Dr. Calabrese proposed what he considered to be a reasonable strategy to treat patients who are positive for HBV infection and also require immunosuppression. He began by stating that rheumatologists should screen all patients from other countries to determine if they are HBV positive. The screening tests should include tests for hepatitis B surface antigen (HBsAg), antibody to hepatitis B core antigen (anti-HBc) and antibody to hepatitis B surface antigen (anti-HBsAb). In addition, all patients who will begin immunosuppressive therapy should be screened first for HBV infection. Any patient who screens positive by serological test should then be tested for the presence of HBV-DNA. Preemptive therapy should be initiated in all HbsAg-positive and HBV-DNA-positive patients. Patients who have an isolated anti-HBc positive test should be carefully monitored. Rheumatologists should refer all patients who are potential candidates for anti-viral therapy to hepatology.

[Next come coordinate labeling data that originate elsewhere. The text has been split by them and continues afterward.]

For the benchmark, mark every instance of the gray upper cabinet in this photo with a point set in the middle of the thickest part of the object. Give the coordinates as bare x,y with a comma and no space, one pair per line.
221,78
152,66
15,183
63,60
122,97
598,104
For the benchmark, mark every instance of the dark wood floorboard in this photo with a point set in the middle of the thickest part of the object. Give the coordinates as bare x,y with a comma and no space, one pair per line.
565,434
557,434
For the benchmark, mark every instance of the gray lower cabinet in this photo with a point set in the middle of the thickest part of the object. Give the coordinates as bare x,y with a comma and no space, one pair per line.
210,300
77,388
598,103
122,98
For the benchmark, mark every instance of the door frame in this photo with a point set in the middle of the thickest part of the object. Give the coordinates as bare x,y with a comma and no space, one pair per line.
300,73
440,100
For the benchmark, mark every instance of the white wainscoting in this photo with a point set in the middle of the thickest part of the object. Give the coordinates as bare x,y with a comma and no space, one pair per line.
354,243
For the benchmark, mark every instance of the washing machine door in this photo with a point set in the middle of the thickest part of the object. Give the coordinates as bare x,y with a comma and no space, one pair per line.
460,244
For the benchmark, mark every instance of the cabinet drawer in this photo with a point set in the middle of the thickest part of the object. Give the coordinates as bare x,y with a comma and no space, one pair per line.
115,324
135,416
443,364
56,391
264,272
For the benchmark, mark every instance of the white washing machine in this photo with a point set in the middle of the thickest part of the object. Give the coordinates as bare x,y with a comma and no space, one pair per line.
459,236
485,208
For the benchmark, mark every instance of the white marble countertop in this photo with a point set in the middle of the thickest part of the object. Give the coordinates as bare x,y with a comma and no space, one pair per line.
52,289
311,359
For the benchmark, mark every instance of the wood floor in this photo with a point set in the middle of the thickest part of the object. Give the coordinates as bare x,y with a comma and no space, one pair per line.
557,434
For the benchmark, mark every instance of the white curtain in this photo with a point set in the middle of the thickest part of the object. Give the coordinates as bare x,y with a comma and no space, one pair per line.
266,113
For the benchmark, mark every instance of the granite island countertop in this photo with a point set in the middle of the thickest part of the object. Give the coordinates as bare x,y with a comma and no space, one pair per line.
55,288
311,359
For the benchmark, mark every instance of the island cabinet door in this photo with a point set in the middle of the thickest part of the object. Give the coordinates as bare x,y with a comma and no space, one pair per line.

Dr. Calabrese concluded his presentation by saying there is an intimate relationship between human viral infections and rheumatic disease in terms of etiology, comorbidity and complications. The relationship is not simple and is often combinatorial. Rheumatologists must, therefore, stay informed on clinical and basic research in this area in order to improve the diagnosis, management and prevention of disease.